The Ir cations in BaIrO₃ are under a crystal electric field of distorted O_h symmetry, which approximately splits the Ir 5$d$ manifold into three-fold t_2g and two-fold e_g states, and five electrons are occupied the t_2g states with a low spin configuration as shown in Fig. 5(a). In addition, the strong SOI in 5$d$ transition metal ions stabilizes the $J_{\rm eff,1/2}$ ground state.[2] Thus, each tetravalent Ir cation has a half-filled $J_{\rm eff,1/2}$ state of which energy level is lifted a little depending on the distortion of each type of IrO₆ octahedra. Spatially extended nature of 5$d$ orbitals and the face-sharing between the IrO₆ octahedra make a considerable overlap among the three Ir cations in a Ir₃O₁₂ trimer, resulting in an Ir-Ir direct bonding state, a non-bonding one, and an anti-bonding one. Thus, each trimer is regarded as a half-filled $J_{\rm eff,1/2}$ state as shown in Fig. 5(b). At a high temperature above T_C (See Fig. 5(c) and (d)), our ND refinements reveal that there is relatively a small energy difference between the trimers. So, the two kinds of trimers are taken as the same molecules with a half-filled $J_{\rm eff,1/2}$ state, which forms a Mott insulating phase or a correlated metal near the transition border line due to a narrow band width resulting from the one dimensional shape of the trimers and the corner sharing linkage of the trimers. Meanwhile, at a low temperature below T_C, the energy difference between the trimers A and B becomes larger, then it is energetically favorable to open a charge gap by forming a bonding state between the trimers. This leads to a partial transfer of an electron in trimer B to A, resulting in a CDW-like behavior. Hence, it is not a CDW but a charge disproportionation, which is observed in a few Ir compounds.[17] In this case, there is no superstructure peak in diffraction patterns because the charge disproportionation period is equal to the crystal unit cell. Our model also explains the magnetic moment reduction in the ferromagnetic phase transition. When a trimer bonding state is fully occupied, each trimer pair has zero magnetic moment due to the singlet-like state, so in this model we need to explain why the system has a non-zero, though small, magnetic moment. One idea is that a real ground state is composed of a superposition of the Mott state and the trimer singlet state at the low temperature. Of course, further experimental studies are required to prove the scenario.

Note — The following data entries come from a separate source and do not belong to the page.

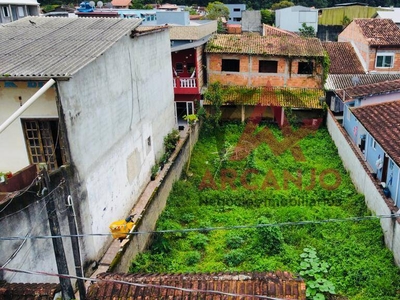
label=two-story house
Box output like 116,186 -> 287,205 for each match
206,30 -> 326,121
338,19 -> 400,73
0,17 -> 176,282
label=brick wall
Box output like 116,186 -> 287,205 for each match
207,54 -> 322,88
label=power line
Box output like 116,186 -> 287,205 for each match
0,213 -> 400,241
0,267 -> 287,300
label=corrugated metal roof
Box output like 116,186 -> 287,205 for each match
0,17 -> 141,80
206,34 -> 324,57
204,86 -> 325,109
86,271 -> 306,300
324,73 -> 400,91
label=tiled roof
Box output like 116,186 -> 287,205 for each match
353,19 -> 400,46
206,34 -> 324,57
0,17 -> 141,79
324,73 -> 400,91
352,101 -> 400,165
336,79 -> 400,101
0,282 -> 61,300
263,24 -> 300,38
111,0 -> 131,6
86,272 -> 306,300
322,42 -> 365,74
204,86 -> 324,109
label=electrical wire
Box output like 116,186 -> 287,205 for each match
0,213 -> 400,241
0,268 -> 288,300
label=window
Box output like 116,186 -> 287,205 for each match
297,61 -> 314,74
22,120 -> 67,171
175,63 -> 183,73
258,60 -> 278,73
221,59 -> 240,72
375,53 -> 394,68
3,6 -> 10,18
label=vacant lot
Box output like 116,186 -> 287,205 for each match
131,124 -> 400,299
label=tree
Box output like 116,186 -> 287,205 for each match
299,23 -> 315,37
261,9 -> 275,25
271,0 -> 294,10
206,1 -> 229,20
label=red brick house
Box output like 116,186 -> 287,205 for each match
338,19 -> 400,73
206,34 -> 325,88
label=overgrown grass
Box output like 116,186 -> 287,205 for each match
130,124 -> 400,299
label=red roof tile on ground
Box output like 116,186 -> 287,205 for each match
336,79 -> 400,101
87,271 -> 306,300
206,34 -> 324,57
351,101 -> 400,166
322,42 -> 365,74
353,19 -> 400,46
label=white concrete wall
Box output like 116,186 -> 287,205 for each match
59,30 -> 176,262
0,81 -> 58,173
327,112 -> 400,266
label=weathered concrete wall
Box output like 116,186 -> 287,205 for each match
59,30 -> 176,270
327,112 -> 400,266
109,124 -> 199,273
0,81 -> 58,173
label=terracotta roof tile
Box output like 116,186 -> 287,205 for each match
263,24 -> 300,38
204,86 -> 324,109
336,79 -> 400,101
0,283 -> 61,300
206,34 -> 324,57
324,73 -> 400,91
86,271 -> 306,300
353,19 -> 400,46
352,101 -> 400,165
322,42 -> 365,74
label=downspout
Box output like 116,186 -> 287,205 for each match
0,79 -> 55,133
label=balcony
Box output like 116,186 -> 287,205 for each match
173,77 -> 199,94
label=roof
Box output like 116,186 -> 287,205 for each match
336,79 -> 400,101
111,0 -> 131,6
353,19 -> 400,46
324,73 -> 400,91
204,86 -> 325,109
86,272 -> 306,300
0,17 -> 141,80
0,282 -> 61,300
322,42 -> 365,74
206,34 -> 324,57
263,24 -> 299,38
351,101 -> 400,166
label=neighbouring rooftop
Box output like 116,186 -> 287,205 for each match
351,101 -> 400,165
206,34 -> 324,57
322,42 -> 365,74
336,79 -> 400,101
87,271 -> 306,300
0,17 -> 141,80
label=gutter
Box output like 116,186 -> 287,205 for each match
0,79 -> 55,134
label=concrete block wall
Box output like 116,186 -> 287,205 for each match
327,111 -> 400,266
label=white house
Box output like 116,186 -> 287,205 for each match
0,17 -> 176,281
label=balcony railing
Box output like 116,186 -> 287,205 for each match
173,77 -> 197,89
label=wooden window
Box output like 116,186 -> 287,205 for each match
221,59 -> 240,72
258,60 -> 278,73
297,61 -> 314,74
22,119 -> 67,171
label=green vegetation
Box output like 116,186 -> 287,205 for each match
130,124 -> 400,299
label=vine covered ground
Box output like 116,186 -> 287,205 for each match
130,123 -> 400,299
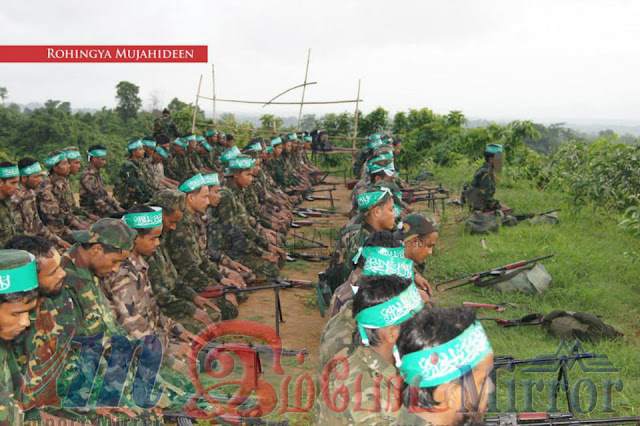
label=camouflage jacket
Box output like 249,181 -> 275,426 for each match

To summarize, we performed a temperature-dependent neutron diffraction (ND) study on polycrystalline monoclinic BaIrO₃. A Rietveld analysis on the ND patterns reveals that even though there is no symmetry breaking in crystal structure, a noticeable change in IrO₆ octahedra across the transition temperature is isolated. Based on the structure analysis results, we calculated the $d$-orbital energy level splittings by crystal electric field for each type of the IrO₆ octahedra. By taking into account the strong SOI in Ir 5$d$ orbitals and the energy level shifts obtained from the calculations, we propose an electronic configuration model to understand the phase transition of the system, where $J_{\rm eff,1/2}$ Mott states and trimer singlet states composed of two different $J_{\rm eff,1/2}$ states compete each other.